And like Sasha Grey, I never expected Michelle Sinclair, aka Belladonna, to cross over into mainstream acting. Granted, her character isn’t in the film that long and apparently she has more to do in the book, but I did like her brief appearance, even without recognizing her at first. Other big names: Maya Rudolph, Timothy Simons, Jena Malone, Owen Wilson, even Reese Witherspoon right after Wild, all have tiny, funny moments that make me wish that we got to see more of them, but their characters are only parts of a larger story.
And Katherine Waterson is excellent in her role as Shasta. There’s such innocence about her, despite being mixed up in such a messy situation. Yes, there’s that scene that folks are talking about later on in the film, but I just enjoyed the chemistry between her and Joaquin Phoenix. Just from their first exchange and the flashbacks we see when they grew closer, it’s easy to see believe how these two characters had been together for so long, not just because Sortilège tells us so.

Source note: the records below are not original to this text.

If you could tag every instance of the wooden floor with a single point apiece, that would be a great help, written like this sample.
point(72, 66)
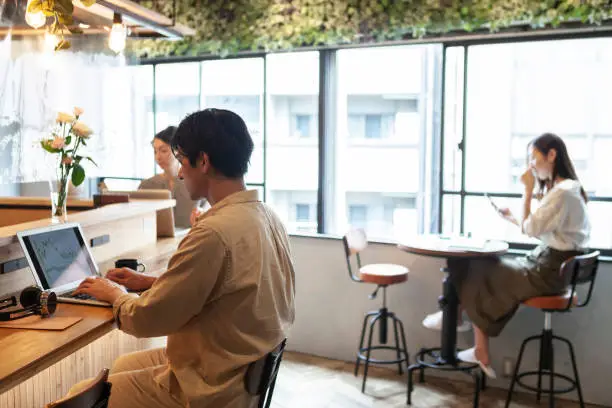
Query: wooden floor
point(314, 382)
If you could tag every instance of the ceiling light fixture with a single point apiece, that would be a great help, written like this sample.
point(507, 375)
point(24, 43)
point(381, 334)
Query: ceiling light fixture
point(118, 34)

Inherent Vice is quite the oddball of a movie. The plot often gets lost in a purple haze of pot smoke. I wouldn’t say you need to turn your brain off to enjoy this movie or even that you need to be high. Maybe that would help the experience, though. The film is funny and has a lot of memorable characters. It’s just that hard to follow plot that keeps me from enjoying it more than I would like to.